Any judgement on the new curriculum being instituted in B.C.’s public schools either this year (voluntarily) or next (compulsory) for kindergarten to Grade 9 students would be premature.
In general, we think that giving some new ideas a try in education isn’t a bad move.
There is no such thing as a perfect system and we can always do better.
Doing better requires some experimentation and patience to await the results.
We’re not advocating that the province lose its mind and jam some crazy system into place that will leave kids far behind.
But considered changes with the hope of creating a system where more kids are engaged and excited about learning is a minor risk worth taking.
There always seems to be some moaning from people whenever there are changes.
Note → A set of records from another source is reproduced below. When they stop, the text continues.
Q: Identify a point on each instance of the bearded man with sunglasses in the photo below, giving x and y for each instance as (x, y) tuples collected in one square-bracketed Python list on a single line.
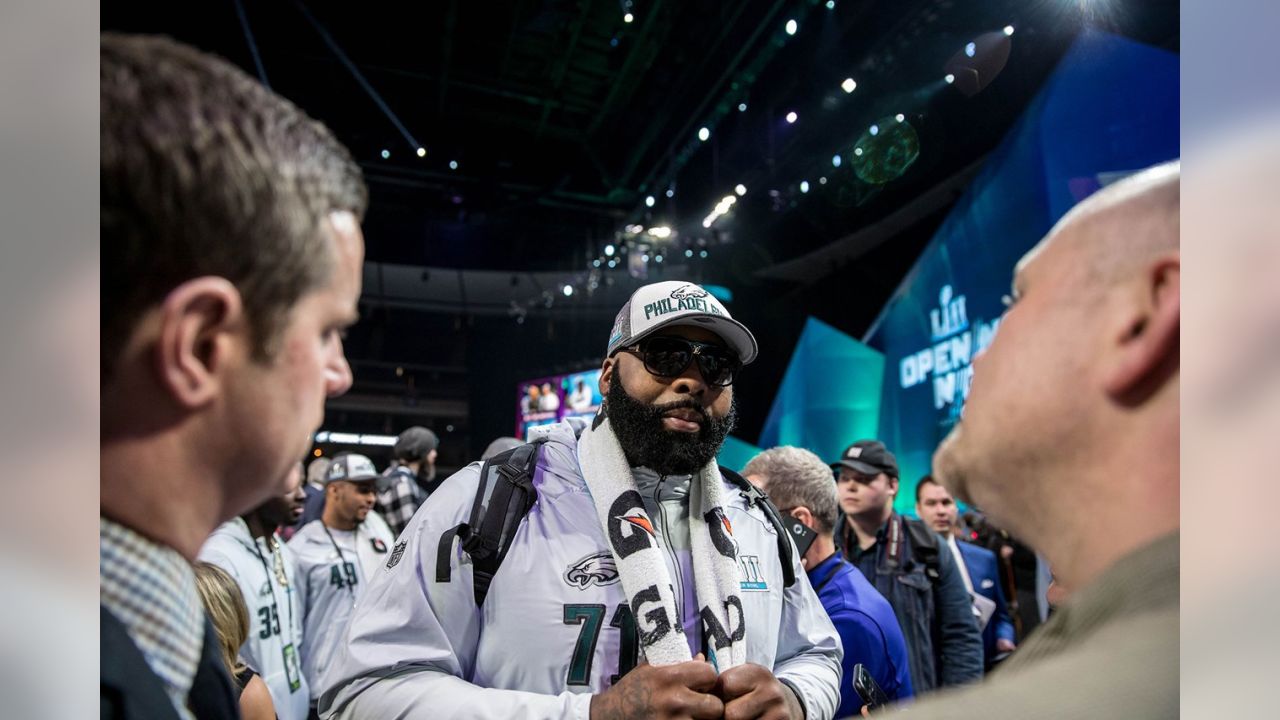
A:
[(640, 583)]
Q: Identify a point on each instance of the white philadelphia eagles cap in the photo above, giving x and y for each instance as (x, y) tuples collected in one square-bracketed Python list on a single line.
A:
[(677, 302)]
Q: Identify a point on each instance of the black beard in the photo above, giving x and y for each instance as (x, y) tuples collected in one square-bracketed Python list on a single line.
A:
[(648, 443)]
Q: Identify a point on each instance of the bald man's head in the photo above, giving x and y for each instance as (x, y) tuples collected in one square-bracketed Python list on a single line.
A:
[(1121, 227), (1079, 382)]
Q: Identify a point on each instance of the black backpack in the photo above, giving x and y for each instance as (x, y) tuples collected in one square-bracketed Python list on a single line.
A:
[(503, 497)]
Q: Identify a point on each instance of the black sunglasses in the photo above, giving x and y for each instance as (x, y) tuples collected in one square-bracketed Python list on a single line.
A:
[(670, 356)]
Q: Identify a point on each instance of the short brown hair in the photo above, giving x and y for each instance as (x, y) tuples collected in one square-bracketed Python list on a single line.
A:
[(205, 172), (227, 611)]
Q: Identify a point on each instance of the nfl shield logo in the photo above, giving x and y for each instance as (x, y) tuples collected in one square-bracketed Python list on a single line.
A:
[(396, 554)]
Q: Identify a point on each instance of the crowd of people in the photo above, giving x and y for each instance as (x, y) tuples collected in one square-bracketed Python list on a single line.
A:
[(607, 568)]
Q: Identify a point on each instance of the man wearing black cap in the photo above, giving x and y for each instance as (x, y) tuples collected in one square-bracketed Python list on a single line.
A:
[(410, 479), (336, 555), (901, 557)]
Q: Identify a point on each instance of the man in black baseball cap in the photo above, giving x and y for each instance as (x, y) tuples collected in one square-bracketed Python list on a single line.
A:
[(901, 557), (411, 478)]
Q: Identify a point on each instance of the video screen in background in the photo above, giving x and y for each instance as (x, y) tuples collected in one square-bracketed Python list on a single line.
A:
[(548, 400)]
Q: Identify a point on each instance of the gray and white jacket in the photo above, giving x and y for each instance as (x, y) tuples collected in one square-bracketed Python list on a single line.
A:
[(554, 627)]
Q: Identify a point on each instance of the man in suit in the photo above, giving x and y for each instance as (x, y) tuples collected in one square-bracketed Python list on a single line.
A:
[(978, 568), (233, 264)]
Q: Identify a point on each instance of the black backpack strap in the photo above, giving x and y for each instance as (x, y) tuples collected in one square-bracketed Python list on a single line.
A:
[(924, 547), (755, 496), (503, 497)]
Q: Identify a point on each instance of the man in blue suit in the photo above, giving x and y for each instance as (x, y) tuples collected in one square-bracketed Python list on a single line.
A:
[(936, 506)]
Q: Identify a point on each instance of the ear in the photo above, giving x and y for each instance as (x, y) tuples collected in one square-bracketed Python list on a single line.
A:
[(1146, 343), (200, 320), (804, 516), (607, 370)]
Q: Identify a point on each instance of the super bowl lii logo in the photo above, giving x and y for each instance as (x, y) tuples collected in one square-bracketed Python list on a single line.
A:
[(947, 361)]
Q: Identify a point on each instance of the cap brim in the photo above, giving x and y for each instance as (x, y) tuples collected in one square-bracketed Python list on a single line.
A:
[(728, 329), (858, 466)]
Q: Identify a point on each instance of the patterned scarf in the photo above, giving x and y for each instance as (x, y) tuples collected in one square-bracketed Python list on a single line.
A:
[(640, 561)]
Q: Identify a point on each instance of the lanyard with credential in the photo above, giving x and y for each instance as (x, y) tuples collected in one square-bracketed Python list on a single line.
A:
[(288, 652)]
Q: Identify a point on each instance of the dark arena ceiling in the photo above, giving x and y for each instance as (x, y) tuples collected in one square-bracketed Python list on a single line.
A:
[(547, 124)]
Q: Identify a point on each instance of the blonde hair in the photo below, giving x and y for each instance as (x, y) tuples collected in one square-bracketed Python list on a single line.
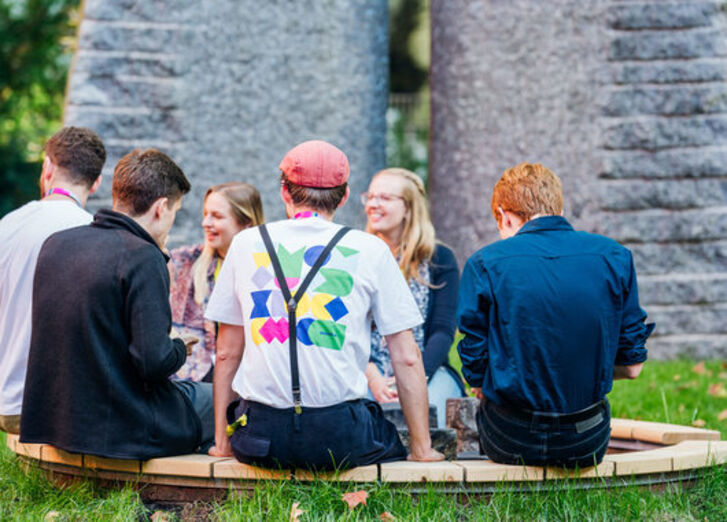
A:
[(528, 189), (417, 239), (247, 208)]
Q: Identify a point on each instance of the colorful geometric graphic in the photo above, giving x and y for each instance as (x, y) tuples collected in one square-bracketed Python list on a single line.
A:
[(319, 310)]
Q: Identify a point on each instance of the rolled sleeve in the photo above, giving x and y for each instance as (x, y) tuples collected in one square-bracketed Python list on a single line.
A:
[(472, 318), (634, 330)]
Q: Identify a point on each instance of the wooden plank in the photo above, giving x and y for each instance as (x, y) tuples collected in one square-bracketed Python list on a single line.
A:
[(58, 456), (231, 469), (28, 450), (622, 428), (405, 471), (699, 454), (662, 433), (96, 462), (11, 441), (642, 462), (488, 471), (360, 474), (193, 465), (604, 469)]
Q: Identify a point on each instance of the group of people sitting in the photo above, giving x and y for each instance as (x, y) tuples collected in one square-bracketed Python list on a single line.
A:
[(277, 342)]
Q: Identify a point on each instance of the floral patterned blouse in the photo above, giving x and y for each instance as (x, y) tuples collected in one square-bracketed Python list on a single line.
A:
[(187, 315)]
They seem to harken back to decades long gone by when memorization was king. They often attribute all of society’s ills to the loss of education’s emphasis on “the three Rs”: reading, writing and arithmetic.
Basics are still basics and it is still important for kids to know how to read and write and do at least some simple math.
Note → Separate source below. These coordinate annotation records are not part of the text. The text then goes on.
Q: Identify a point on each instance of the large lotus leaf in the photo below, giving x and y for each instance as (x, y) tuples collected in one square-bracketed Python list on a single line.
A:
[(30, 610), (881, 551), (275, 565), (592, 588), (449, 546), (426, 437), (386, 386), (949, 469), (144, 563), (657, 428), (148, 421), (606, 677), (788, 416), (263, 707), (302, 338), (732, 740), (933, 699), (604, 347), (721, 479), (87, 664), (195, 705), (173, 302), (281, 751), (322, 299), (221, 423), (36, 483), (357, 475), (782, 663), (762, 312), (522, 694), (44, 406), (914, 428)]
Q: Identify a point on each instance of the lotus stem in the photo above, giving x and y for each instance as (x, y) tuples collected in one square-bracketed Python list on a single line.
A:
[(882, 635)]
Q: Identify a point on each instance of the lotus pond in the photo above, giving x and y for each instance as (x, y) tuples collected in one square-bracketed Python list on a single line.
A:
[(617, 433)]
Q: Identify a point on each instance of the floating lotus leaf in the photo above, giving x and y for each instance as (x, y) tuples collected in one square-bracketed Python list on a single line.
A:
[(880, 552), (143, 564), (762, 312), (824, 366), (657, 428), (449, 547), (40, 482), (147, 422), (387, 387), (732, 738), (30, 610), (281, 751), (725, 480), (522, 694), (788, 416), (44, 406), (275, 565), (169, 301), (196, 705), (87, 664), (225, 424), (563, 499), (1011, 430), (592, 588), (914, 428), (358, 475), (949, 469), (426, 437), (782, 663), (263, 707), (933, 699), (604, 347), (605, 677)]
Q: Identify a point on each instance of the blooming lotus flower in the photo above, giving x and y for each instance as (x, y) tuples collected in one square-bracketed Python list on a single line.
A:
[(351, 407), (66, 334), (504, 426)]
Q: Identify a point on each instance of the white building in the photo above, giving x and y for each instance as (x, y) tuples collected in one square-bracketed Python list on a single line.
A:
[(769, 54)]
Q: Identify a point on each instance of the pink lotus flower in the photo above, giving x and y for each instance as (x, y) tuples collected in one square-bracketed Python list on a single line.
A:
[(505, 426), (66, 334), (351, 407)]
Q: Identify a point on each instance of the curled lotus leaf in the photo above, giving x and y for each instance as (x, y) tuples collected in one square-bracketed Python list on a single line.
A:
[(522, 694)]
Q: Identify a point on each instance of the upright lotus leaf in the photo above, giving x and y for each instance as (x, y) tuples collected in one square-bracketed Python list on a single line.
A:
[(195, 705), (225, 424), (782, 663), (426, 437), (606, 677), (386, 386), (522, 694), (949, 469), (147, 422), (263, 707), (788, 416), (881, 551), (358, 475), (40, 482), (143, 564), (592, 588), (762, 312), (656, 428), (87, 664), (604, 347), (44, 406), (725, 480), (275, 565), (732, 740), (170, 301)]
We would expect any curriculum to take these into account. But there is so much to education beyond those basics.
We live in a different world now.
Kids learn how to look stuff up on the Internet using their parents’ cell phones as they’re learning to walk and talk.
Things like science and history, construction and automotive skills can really benefit from more hands-on learning and less memorization and regurgitation on tests.
We share Trustee Rob Hutchins’ concern, though, about funding to make this whole changeover work.
Superintendent Rod Allen admits there isn’t likely to be any extra funds coming from the province, which seems like a massive oversight in the planning of such a major shift.
If they’re truly committed to the success of this endeavour it’s a no-brainer that cash is needed for proper training and implementation.
Here, the province has fallen down on the job.
We’re also concerned about how special needs will be integrated into the new system.
Have they considered it?
Because the mechanisms we have right now to successfully include special needs kids into the school system are overloaded, if not outright broken.
The stark reality is that we don’t even know how many special needs kids we have in our district and what those needs are, because testing for them is so inadequate.
So we applaud the fundamental idea, but are waiting to see the rubber meet the road.